On 12/07/2013 02:07 AM, Alan Gauld wrote:
> On 06/12/13 15:39, spir wrote:
>
>> How does slicing in Python really work? Apparently, there are slice
>> objects (start, past-end, step), generated using either the 'slice'
>> builtin func or the extended slicing syntax [i:k:s]. Is this correct? [1]
>
> I believe the slice notation simply calls the underlying method as is the case
> for most operations in Python. But I'm no expert in the internals, others are
> far better qualified.
>
>> Does (only) the extended syntax (always) trigger slicing instead of
>> contructing a new subsequence? (new substring or sublist or whatever,
>> actually holding a section of the original sequence)
>
> I'm not sure what you think slicing does? But in general a slice produces a new
> sequence. Thus
>
>
> L = [1,2,3,4]
> L2 = L[1:2]
>
> L2 is a new list object.
>
> Indeed taking a full slice is one of the commonest ways of making a copy of a list:
>
> L3 = L[:]   # a new copy of L
>
>> Are slices and subsequences transparently usable one for the other?
>
> subsequences don't exist as objects in Python so you can't use them in the same
> way as a slice (which does explicitly exist). So I don't understand what you
> have in mind here.
>
>> rationale, design, etc... Maybe this means slices have always existed
>> and I just missed them totally?
>
> Slices have been in python since I started using it in V1.3. And I think from
> before then too. Certainly a very long time.
>
>> [2] The fact that slices exist at all shows how worth it is to avoid
>> needlessly creating subsequences,
>
> No it doesn't. Slices create new sequences.
> Creating a "sub sequence" is often the fastest most efficient way to do
> something. They are not something to get hung up about unless you have
> absolutely proved they are a source of a problem. Especially given the
> difficulty of writing reliable in-place code for many sequence operations.

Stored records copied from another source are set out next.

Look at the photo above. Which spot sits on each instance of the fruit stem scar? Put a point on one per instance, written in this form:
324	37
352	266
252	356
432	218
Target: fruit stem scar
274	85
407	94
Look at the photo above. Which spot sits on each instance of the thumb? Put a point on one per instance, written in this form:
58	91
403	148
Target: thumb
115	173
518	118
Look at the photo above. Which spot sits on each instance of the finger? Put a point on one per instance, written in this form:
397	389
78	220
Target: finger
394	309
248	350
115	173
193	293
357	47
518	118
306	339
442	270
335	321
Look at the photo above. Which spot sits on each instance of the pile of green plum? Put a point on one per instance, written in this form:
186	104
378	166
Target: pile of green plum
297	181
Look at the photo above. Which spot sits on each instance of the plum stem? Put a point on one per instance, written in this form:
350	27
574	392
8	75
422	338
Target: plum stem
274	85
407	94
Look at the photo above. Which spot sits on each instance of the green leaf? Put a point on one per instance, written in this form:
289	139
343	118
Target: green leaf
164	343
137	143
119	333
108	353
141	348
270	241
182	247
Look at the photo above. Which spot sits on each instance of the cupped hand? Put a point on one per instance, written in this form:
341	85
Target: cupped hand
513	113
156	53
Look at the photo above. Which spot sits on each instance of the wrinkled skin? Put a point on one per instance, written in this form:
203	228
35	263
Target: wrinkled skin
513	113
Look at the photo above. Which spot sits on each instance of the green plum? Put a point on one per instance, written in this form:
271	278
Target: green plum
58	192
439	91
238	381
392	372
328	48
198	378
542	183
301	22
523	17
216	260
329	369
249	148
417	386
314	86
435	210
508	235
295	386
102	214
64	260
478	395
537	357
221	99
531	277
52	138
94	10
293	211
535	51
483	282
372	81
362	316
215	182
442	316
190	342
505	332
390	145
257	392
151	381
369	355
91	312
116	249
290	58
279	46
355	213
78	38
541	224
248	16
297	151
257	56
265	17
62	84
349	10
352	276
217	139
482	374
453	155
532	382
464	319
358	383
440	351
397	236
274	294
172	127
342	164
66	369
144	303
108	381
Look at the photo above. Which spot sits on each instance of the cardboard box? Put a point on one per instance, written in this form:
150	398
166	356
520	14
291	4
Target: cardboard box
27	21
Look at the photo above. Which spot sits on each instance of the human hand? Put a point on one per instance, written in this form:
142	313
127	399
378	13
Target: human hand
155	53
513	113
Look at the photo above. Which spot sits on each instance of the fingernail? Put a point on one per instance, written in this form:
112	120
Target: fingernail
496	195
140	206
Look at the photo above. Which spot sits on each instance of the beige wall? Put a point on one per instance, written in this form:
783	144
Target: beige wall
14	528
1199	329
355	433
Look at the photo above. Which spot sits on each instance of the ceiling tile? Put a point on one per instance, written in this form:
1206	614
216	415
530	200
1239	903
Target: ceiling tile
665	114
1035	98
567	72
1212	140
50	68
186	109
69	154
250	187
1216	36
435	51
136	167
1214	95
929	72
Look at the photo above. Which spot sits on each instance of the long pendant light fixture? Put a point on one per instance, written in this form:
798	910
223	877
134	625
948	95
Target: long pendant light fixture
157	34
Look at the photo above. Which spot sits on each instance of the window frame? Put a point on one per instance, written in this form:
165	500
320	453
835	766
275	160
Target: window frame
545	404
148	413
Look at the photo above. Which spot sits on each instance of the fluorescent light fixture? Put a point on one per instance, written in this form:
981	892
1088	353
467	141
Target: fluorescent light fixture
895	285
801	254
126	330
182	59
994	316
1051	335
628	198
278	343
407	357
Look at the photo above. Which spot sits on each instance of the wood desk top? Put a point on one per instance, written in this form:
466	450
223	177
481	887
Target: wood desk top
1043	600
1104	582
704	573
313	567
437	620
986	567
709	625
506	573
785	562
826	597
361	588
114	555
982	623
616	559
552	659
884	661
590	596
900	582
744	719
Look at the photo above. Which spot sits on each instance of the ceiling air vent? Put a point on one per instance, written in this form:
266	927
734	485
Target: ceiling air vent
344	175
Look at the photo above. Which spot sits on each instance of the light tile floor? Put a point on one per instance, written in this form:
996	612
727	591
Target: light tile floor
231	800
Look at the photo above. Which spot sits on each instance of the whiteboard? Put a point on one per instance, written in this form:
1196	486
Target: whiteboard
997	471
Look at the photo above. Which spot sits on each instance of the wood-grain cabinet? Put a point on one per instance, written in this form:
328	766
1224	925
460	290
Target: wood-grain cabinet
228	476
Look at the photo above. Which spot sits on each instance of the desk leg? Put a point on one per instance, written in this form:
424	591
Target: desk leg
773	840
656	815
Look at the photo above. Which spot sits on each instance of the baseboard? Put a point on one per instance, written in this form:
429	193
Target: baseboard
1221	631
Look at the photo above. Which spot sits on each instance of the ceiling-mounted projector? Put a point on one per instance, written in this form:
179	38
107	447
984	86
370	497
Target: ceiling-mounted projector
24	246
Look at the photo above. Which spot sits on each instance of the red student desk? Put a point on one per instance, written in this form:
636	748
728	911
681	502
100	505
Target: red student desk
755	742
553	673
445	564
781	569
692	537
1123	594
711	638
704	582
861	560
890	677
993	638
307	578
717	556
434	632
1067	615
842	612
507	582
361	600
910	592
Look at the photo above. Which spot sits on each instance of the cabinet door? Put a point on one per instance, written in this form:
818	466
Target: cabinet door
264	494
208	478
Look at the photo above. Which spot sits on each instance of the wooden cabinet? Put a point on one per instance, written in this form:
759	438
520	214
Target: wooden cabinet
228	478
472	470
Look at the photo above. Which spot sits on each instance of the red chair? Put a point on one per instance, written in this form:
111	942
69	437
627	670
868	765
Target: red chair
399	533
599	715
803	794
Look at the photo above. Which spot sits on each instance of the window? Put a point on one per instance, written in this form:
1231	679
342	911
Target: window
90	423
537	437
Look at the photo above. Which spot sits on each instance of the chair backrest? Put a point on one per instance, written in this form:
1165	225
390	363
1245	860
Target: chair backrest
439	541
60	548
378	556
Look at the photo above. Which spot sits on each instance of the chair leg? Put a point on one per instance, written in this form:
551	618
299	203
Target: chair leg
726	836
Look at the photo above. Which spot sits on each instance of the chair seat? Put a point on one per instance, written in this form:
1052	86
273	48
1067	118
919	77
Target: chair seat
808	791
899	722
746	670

Hum, we are not talking of the same topic, apparently. I mean this, from the 
library ref, builtin funcs:
http://docs.python.org/3.3/library/functions.html#slice:

  slice(start, stop[, step])

     Return a slice object representing the set of indices specified by 
range(start, stop, step).
     The start and step arguments default to None. Slice objects have read-only 
data attributes
     start, stop and step which merely return the argument values (or their 
default).
     They have no other explicit functionality; however they are used by Numerical
     Python and other third party extensions. Slice objects are also generated when
     extended indexing syntax is used. For example: a[start:stop:step] or 
a[start:stop, i].
     See itertools.islice() for an alternate version that returns an iterator.

Note the third and forelast sentences (extedned syntax apparently means 
indicating a step).

spir at ospir:~$ python3
Python 3.3.1 (default, Sep 25 2013, 19:29:01)
[GCC 4.7.3] on linux
Type "help", "copyright", "credits" or "license" for more information.
>>> s = slice(1,-1,3)
>>> s.start, s.stop, s.step
(1, -1, 3)
>>> s
slice(1, -1, 3)

But i don't see what changes below, when using extended indexing syntax:

>>> str = "abcdefghi"
>>> sl = str[1:-1:2]
>>> sl
'bdfh'
>>> type(sl)
<class 'str'>

How to get a actual slice (a view, something like (str, 1, -1, 2) or better 
(start-pointer, -1, 2))? Why does slice() exist at all? How to use it? Is it 
used internally? Or does python cheat, pretending on the interface, at the 
language-side, that this is a str, just to maintain the language's semantics, 
while in some cases at least it is not?